The reasons for the same in simple terms are as follows
 

1. When Lehman collapsed in the year 2008 its total liabilities were around $ 600 billion. However given the extent of derivative positions that these financial institutions held at that time. The crisis was new at this stage and too many things were happening together and the entire financial industry not only in the United States but also globally were under stress. Many who were there in the financial markets at that time would remember the kind of rumours that went around about specific banks even in India. Interbank lending had come under stress and there were unprecedented redemptions out of global funds as well as domestic mutual funds.  Infact a mid sized Mutual Fund in India virtually collapsed and was sold overnight. Most Central Banks and Policy makers globally were not ready for the crisis and the response that had to follow. Moreover the germination of the crisis was from the largest economy of the world. 

2. The liabilities of Greece are well documented. As things stand the total market capitalization of all Greek stocks just stands at around $ 20 billion. As such even if the Greek stock markets closes down tomorrow the maximum loss to private shareholders would be not more than $ 10 billion. 
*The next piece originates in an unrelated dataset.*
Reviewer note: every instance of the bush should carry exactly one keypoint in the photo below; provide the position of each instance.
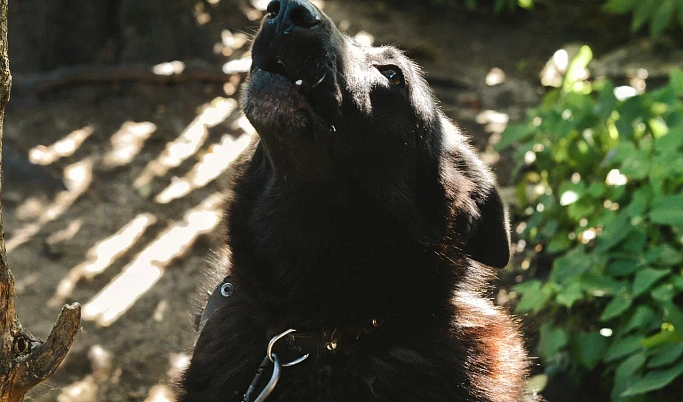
(658, 13)
(600, 181)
3. The total debt of Greece stands at around $ 400 billion. Around 50% of this is held by the Euro zone as part of the bailout of Greece & the ECB which is around  $ 200 billion.  On top of this are the bilateral loans given by Euro zone countries to Greece which is around $ 70 billion and $ 30 billion from the IMF. Even after this there is atleast 50% of the remaining that comes from the Euro zone itself. As such the exposure of investors outside the Euro zone to Greek debt is between $ 10-50 billion as per best estimates. 
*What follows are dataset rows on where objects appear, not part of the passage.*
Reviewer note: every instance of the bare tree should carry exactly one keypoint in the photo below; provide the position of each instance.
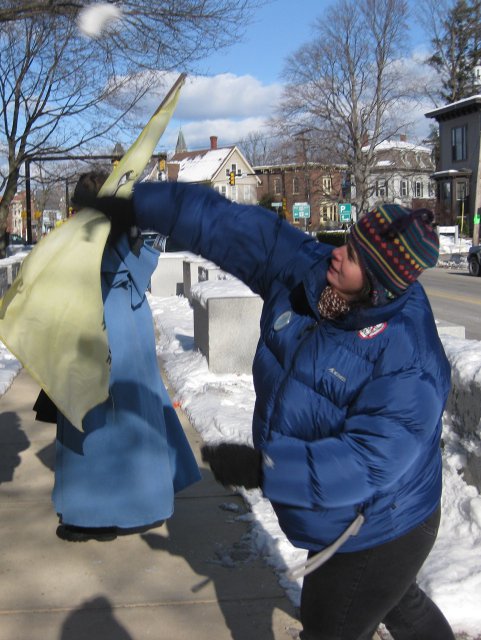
(60, 91)
(347, 85)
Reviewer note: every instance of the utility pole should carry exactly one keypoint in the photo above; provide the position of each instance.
(301, 135)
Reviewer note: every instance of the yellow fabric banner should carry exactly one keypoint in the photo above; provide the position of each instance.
(51, 318)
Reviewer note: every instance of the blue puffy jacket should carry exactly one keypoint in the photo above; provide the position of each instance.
(348, 412)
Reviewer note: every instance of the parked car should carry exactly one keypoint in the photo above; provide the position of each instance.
(474, 260)
(164, 244)
(16, 244)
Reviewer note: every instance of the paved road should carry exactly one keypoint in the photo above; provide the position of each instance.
(195, 578)
(455, 296)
4. The total debt of Greece is 175% of GDP. Unemployment in Greece is 25% and Greek GDP has fallen 25% over the last few years. The average percapita income has also declined to a similar extent. This size of debt is clearly unsustainable and in my view Greece has to default now or some years from now.  The best is for debtors to take a haircut now to reduce Greece’s debt to 90-110% of GDP with possibility of a clawback if the Greek economy recovers sharply and this becomes possible some years or decades down the line. However this is unlikely to happen given the egos involved. 

5. The ECB is buying around $ 75 billion of bonds every month. One month’s purchase is greater than the total external (out of Euro zone) liabilities of Greece. 

My overall view on the entire Greek endgame as Greece goes into a referendum to decide (more or less) whether to stay in the Euro zone or not is that Greece is irrelevant to the rest of the world ex of Euro zone. The impact of a possible Greek default and exit from Euro zone will be contained so well that most people are likely to be amazed by it. The global economy is in a recovery phase. The cash positions with global funds are high as fund managers turned wary of the impact of the Greek crisis. There are unlikely to be huge redemptions out of funds because of this crisis and as such the risks of any big selloff are low. 

The state of Euro zone is similar to the Indian PSU banks where the bad debt problem is no longer of the promoters of the companies but of the banks as the liabilities in many cases are so high that the companies are not solvent.  The question is whether to take the bitter pill now or wait in the hope that things will turnaround of their own as the macro situation improves. The contagion impact on other countries out of the PIGS grouping is virtually nonexistent today but was very high in the year 2012. 

In conclusion I believe that the worst for the Indian markets and the Indian economy are behind us now. We should see a strong market performance in the second half of this year despite the FED rate hike Bogey about which I will write later. Any short term sell off is unlikely to sustain.